Otherwise, he's comfortable with punishing falsehoods that (boo hoo!) unfairly make people think bad things - notwithstanding the target's unfettered ability to mitigate damages with her own speech, but against punishing intentionally and outrageously harmful opinions that cause proven damages, where no mitigation of damages(aside from therapy, time and intoxicants, I guess) is possible.
This is a logically coherent framework for conceptualizing defamation, but it doesn't fully explain existing law. Even under Supreme Court precedents, where would you put false statements about private figures on matters of public concern? You might want to call this unprotected speech, since it can be subject to liability; but it isn't fully unprotected, since some fault must be shown, punitive damages (and presumably criminal sanctions) cannot be imposed without a showing of actual malice, and the burden of proof must fall on the plaintiff.

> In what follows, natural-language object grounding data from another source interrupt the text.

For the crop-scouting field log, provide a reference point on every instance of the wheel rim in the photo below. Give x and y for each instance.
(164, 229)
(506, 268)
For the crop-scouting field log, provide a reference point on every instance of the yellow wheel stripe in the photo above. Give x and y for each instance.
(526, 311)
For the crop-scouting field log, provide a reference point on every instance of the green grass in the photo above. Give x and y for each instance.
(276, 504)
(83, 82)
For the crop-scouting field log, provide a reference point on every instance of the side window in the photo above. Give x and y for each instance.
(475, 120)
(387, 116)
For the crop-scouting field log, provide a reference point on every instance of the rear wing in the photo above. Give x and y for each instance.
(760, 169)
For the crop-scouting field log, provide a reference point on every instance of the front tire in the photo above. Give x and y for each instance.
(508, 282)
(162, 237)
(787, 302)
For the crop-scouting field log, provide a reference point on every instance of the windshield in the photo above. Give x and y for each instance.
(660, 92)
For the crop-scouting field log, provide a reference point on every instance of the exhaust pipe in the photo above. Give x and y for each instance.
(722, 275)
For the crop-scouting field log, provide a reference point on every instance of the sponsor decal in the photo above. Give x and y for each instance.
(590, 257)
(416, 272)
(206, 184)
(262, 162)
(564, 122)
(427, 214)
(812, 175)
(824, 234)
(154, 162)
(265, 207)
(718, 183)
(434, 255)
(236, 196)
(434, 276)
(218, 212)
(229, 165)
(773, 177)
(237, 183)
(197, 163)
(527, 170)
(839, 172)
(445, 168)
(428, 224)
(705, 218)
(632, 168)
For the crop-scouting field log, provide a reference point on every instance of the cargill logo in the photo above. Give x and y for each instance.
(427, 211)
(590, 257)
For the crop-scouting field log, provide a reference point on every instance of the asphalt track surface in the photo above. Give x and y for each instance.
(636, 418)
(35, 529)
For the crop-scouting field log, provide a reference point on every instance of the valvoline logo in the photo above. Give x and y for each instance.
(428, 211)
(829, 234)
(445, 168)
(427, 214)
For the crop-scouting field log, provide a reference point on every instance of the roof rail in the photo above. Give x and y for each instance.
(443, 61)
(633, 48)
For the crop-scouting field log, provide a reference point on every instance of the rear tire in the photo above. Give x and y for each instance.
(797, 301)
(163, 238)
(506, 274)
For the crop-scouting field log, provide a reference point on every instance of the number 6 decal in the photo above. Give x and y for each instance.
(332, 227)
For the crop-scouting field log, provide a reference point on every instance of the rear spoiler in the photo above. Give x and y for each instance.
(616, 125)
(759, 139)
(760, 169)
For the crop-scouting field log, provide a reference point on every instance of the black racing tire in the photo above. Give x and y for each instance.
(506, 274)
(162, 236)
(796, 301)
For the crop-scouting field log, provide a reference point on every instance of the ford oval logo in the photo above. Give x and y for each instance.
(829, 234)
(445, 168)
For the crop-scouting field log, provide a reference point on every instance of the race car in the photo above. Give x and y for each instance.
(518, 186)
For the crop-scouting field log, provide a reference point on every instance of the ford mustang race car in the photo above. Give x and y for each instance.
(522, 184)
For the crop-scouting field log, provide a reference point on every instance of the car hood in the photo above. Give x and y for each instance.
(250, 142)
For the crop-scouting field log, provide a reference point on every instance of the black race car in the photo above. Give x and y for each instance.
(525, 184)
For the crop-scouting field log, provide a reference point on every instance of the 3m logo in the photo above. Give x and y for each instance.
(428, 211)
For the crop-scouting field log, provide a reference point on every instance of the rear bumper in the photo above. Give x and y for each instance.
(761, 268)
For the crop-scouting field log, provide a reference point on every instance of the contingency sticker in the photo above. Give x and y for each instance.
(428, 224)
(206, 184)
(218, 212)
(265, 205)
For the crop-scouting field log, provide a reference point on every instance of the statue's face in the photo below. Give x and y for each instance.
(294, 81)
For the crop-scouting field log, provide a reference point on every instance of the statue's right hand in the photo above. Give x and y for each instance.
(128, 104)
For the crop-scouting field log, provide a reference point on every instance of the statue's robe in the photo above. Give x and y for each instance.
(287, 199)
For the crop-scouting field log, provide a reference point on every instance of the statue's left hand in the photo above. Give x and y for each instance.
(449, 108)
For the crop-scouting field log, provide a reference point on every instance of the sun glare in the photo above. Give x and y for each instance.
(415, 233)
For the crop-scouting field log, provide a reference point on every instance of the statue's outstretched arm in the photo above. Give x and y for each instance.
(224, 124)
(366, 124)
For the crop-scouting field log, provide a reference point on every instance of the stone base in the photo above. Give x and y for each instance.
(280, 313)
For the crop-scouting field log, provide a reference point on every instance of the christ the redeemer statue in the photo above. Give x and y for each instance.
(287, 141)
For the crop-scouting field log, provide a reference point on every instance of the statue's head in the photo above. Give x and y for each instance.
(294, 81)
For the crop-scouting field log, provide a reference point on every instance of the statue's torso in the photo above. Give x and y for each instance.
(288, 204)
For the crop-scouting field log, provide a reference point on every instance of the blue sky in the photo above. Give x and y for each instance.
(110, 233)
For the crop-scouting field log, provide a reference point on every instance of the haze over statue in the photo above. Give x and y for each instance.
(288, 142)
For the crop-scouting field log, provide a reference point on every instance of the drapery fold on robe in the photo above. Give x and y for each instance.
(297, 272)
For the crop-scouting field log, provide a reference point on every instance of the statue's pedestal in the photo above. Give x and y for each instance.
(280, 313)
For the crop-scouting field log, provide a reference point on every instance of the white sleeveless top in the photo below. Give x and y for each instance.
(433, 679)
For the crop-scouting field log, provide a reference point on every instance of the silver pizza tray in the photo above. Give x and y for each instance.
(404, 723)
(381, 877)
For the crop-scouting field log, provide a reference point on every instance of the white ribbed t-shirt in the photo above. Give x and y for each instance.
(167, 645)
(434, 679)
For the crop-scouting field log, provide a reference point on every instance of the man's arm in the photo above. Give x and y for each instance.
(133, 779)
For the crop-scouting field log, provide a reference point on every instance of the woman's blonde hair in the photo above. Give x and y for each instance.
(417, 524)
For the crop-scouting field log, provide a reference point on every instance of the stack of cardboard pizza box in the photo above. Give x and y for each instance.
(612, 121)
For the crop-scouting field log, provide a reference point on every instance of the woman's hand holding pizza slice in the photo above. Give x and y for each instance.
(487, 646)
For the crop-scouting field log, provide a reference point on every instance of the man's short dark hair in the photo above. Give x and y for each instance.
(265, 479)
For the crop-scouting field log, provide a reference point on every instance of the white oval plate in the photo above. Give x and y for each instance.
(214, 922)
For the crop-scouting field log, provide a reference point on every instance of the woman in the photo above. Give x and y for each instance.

If you consider the various privacy torts that are widely accepted, but have never been addressed by the Supreme Court, fitting them into the "standard" analysis becomes even more difficult. I suppose you could do so by defining a number of "newly minted" categories of unprotected speech (invasion of privacy, IIED, false lights etc.). But this would be odd for two reasons. First, these torts are old enough that calling their constitutionality "newly minted" seems quite inaccurate in a descriptive sense (since when is the Supreme Court the sole protector of speech?) Second, and more importantly, the categories of speech that are subject to tort liability have not been, and could probably not be, criminally sanctioned. Thus, as has become the case with defamation, the scope of the "unprotected category" would be defined by the scope of the tort, rather than vice versa. That is a sign that the "standard" framework isn't doing much work.